In the final analysis, innovation leaders are held accountable not simply for the success of the prototype, but for their decision to move an idea or prototype forward. When you’re facing that challenge, you have to give a justification beyond your gut feeling. You need to present the criteria you used to support your decision. The following are some criteria that you should consider.
- Clarity
Leaders can choose to rely on Occam’s razor. They can select the idea that makes the fewest assumptions. By choosing an idea that has the fewest unknowns a leader can safeguard against surprises and disasters.
Of course, the simplest solution may not be the most daring. A leader who promotes innovation won’t always take the well-traveled road but won’t leave behind their map either.
- Usability
Does the idea fulfill a practical need? Is it utilitarian? That is, does it answer some specific problem or meet some particular market demand. If it does, is it likely that the idea can find a market niche? The practicality, usability, and marketability of an idea are crucial.
- Stability
Is this a niche idea answering a one-time unique need or customer demand? Does the idea have some market stability over time, or is it a fad? Ideas that become antiquated before they even reach market are ideas that should be selected with extreme caution.
- Scalability
Is the prototype capable of being scaled? Can it be duplicated with consistency, meet continuous standards, and be replicated in such a way that it can be produced and produced again without constantly being reinvented or adjusted?
- Stickiness
Can this idea become a habit or a trend? Often “stickiness” is used from the utilitarian standpoint (that is, its usability) but stickiness can also define its emotional appeal. Is the idea or prototype capable of bringing to market a product that will be driven over time by the customers’ sense that it is a necessity?
- Integration
Is this idea fully integrated with the organizational strategy? Often ideas and prototypes are wonderful, but outliers in the organizational strategy may not receive the organizational support necessary to sustain the viability of the effort. They will peter out. Great ideas, useable prototypes must be integrated, or capable of being integrated with the overall strategy of the organization.
- Profitability
This is usually what everyone focuses on. Competing ideas are always ranked by their perceived earning potential, but the answer is not always clear.
It’s an innovation leader’s unique job to keep an eye not only on an idea’s dissemination potential and revenue opportunity, but also on the other factors discussed above.

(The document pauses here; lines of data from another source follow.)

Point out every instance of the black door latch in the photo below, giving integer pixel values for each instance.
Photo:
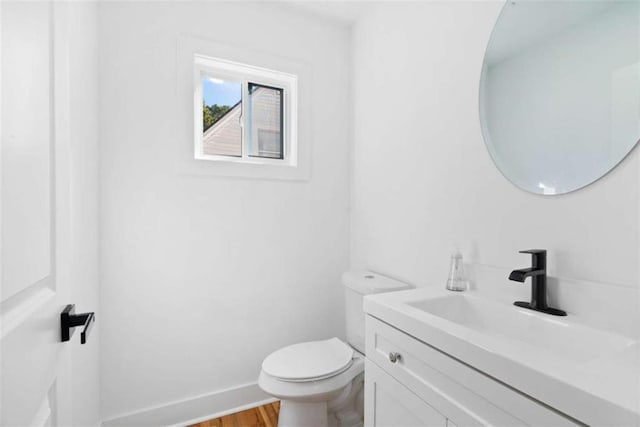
(69, 320)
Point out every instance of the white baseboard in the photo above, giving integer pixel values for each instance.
(196, 409)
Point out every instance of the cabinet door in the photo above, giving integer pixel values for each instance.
(389, 403)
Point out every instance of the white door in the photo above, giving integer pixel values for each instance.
(34, 369)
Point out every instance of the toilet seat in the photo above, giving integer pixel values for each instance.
(317, 390)
(309, 361)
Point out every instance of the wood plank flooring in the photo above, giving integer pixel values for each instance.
(262, 416)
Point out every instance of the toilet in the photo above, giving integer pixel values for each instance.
(320, 383)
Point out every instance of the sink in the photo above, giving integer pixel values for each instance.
(573, 342)
(564, 362)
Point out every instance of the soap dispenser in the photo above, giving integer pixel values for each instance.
(457, 280)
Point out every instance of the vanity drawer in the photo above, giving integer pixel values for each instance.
(465, 395)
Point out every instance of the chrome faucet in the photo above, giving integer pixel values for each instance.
(538, 274)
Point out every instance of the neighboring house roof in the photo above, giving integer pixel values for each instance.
(224, 137)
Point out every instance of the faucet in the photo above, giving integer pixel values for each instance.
(538, 274)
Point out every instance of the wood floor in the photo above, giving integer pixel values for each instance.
(262, 416)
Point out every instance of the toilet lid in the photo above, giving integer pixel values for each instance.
(309, 360)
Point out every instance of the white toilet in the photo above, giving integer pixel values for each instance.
(320, 383)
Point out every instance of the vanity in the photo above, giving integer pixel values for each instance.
(442, 358)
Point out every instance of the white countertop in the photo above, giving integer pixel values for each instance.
(602, 390)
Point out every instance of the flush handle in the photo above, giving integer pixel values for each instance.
(394, 357)
(70, 320)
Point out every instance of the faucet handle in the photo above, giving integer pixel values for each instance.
(534, 251)
(538, 257)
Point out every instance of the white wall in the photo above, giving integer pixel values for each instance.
(423, 180)
(83, 132)
(203, 276)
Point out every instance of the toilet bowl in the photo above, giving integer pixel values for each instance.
(319, 383)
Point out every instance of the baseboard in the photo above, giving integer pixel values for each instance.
(196, 409)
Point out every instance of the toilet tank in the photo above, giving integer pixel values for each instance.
(358, 284)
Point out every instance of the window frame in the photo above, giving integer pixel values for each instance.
(247, 74)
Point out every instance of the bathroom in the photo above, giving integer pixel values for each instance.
(197, 269)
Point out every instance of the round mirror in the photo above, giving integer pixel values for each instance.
(560, 91)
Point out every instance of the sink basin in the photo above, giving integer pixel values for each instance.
(576, 343)
(587, 373)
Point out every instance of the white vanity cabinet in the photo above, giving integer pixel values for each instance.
(425, 387)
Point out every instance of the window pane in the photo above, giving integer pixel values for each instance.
(221, 114)
(264, 130)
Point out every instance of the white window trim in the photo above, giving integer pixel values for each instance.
(221, 68)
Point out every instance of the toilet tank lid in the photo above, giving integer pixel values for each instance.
(365, 282)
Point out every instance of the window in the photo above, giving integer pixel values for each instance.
(244, 113)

Leaders often must make hard decisions, and innovation leaders must constantly evaluate what idea or prototype to move forward. Every time you make a decision, you’re at risk. No matter how much data you’ve accumulated or how much research you’ve done, something will be missed. What is important is that you develop a language of justification; whether your idea has succeeded or failed, you need to be able to let others know why you choose one path over another.